C’est dans les années 40 que la Suisse a commencé à accélérer le désenclavement des Alpes par le biais d’infrastructures. Le risque de conflit, notamment, l’a incitée à tracer des routes de col, à ériger des fortifications et à prévoir l’exploitation de centrales électriques. On a ainsi assisté à un véritable boom de la construction dans les Alpes au cours de la période d’après-guerre. Entre le canton de Vaud et les Grisons, entre St-Gall et le Tessin, des dizaines de centrales hydrauliques équipées de barrages, de murs et de galeries de plusieurs kilomètres de long ont vu le jour à travers la région alpine. Les grands chantiers des tunnels routiers ont ensuite été lancés dans les années 70.
«La principale raison expliquant la fréquence des drames est la brièveté des délais de construction, qui met sous pression aussi bien les entrepreneurs que les ouvriers.» Walter Amstalden, évoquant la multiplication des accidents sur les grands chantiers des Alpes
Les grands chantiers des Alpes représentaient un danger particulier. Ils étaient en effet reculés et très exposés aux catastrophes naturelles, et les ouvriers, qui venaient souvent d’Italie, accomplissaient un dur labeur dans des conditions extrêmes et dans des délais très brefs. Les grands chantiers cumulant les risques, la Caisse nationale a réagi dès les années 40 en engageant des inspecteurs chargés de la prévention des accidents et en créant des hôpitaux de chantier.
Mais pour la Caisse nationale, le domaine des accidents professionnels n’a pas été le seul concerné par le progrès technique. La mobilité croissante a ainsi entraîné une multiplication des accidents de la circulation – non seulement routière, mais aussi ferroviaire et aérienne –, qui se sont révélés les plus graves. Le nombre de catastrophes a culminé dans les années 60, qui se sont avérées être une triste décennie, y compris pour la Caisse nationale.
Pour la Caisse nationale, la gestion des grands sinistres ne s’est pas résumée au traitement des cas. Ces catastrophes posaient aussi la question des attentes de la population vis-à-vis de l’assurance sociale, au-delà du mandat légal de celle-ci. C’est ce qu’ont montré les accidents de Dürrenäsch et de Robiei.

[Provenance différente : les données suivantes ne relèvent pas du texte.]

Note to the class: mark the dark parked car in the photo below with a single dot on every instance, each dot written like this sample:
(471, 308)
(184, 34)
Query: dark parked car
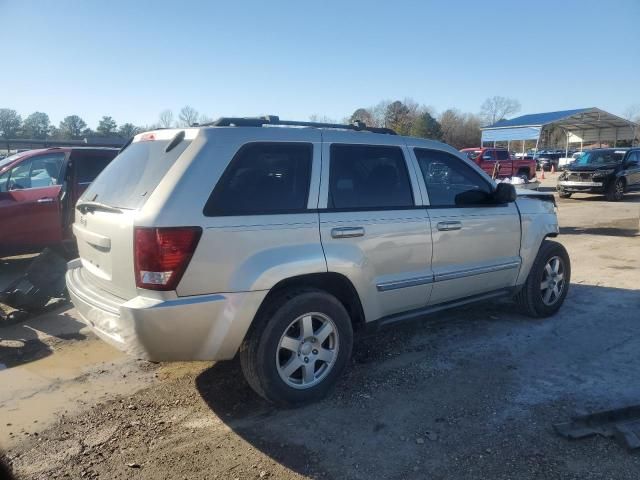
(606, 171)
(38, 190)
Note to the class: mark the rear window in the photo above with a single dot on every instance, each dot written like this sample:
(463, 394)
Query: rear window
(132, 176)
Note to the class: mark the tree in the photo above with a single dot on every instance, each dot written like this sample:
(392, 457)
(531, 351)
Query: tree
(107, 127)
(496, 108)
(71, 128)
(36, 125)
(128, 130)
(425, 126)
(396, 117)
(362, 115)
(10, 123)
(321, 118)
(188, 116)
(460, 130)
(166, 119)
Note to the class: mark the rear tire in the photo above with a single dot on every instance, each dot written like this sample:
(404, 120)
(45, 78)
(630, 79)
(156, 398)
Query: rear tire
(297, 347)
(548, 282)
(615, 191)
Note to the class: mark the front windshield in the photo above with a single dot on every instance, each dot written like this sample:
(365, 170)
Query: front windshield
(472, 155)
(8, 160)
(600, 157)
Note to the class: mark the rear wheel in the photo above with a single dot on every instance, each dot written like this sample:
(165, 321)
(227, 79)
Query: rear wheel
(615, 191)
(548, 282)
(298, 347)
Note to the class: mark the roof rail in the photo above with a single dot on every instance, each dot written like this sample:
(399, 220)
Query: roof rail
(274, 120)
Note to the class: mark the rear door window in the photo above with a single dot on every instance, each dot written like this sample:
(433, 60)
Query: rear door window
(36, 172)
(262, 179)
(367, 177)
(503, 155)
(450, 181)
(134, 174)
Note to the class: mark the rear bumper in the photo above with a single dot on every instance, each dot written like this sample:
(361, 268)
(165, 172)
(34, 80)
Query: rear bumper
(573, 186)
(203, 327)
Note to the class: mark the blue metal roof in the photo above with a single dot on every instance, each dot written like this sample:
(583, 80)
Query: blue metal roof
(537, 118)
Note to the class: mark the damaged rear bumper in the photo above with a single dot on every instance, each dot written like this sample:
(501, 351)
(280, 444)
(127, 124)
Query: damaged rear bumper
(203, 327)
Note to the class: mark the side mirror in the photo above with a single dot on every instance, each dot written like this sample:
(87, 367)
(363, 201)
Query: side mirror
(505, 193)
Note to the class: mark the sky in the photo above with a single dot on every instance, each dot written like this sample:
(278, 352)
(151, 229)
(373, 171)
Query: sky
(131, 60)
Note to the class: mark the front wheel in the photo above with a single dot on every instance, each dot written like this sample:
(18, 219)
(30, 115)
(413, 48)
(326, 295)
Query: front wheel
(548, 282)
(615, 191)
(298, 347)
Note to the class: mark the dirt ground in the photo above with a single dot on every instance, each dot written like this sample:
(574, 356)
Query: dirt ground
(470, 393)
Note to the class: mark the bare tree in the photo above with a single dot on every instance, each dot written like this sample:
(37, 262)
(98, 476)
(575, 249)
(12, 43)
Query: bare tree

La catastrophe de Dürrenäsch a mis la Suisse – et la Caisse nationale – à l’épreuve. 22 victimes étaient assurées à la Caisse nationale, et la question de la responsabilité financière se posait. Les échanges avec Swissair ont été virulents. La compagnie a suggéré à la Caisse nationale de renoncer à un recours contre sa propre assurance. Pour l’institution, il en était hors de question. Comme l’a expliqué Fritz Lang, directeur de la Caisse nationale, «il était inenvisageable de privilégier les victimes d’un crash aérien par rapport à celles d’un accident de la route».
Mais ces réticences ont retardé le versement de prestations aux proches des victimes. La Caisse nationale se trouvait face à un dilemme. Il aura fallu attendre deux ans après la catastrophe pour qu’un compromis soit trouvé: Swissair s’est finalement déclarée prête à verser à la Caisse nationale le montant réclamé dans le cadre d’un éventuel recours.
«Quoi qu’il en soit, la Caisse nationale serait pour l’instant la seule et unique instance à affirmer que Swissair est responsable du tragique accident de Dürrenäsch. Mais peut-elle vraiment le faire?» Fritz Lang, évoquant le dilemme de la Caisse nationale concernant un recours à l’encontre de Swissair, le 9 juin 1965
Comment une fuite de gaz a-t-elle pu se produire dans une galerie? Les dispositions suisses en matière de sécurité étaient-elles suffisantes? Le tragique accident de Robiei, qui a coûté la vie à 17 personnes, a été à l’origine de tensions très importantes avec l’Italie, d’autant qu’il venait s’ajouter à la catastrophe de Mattmark survenue à peine six mois plus tôt. Les autorités et médias italiens ont ainsi posé plusieurs questions de fond.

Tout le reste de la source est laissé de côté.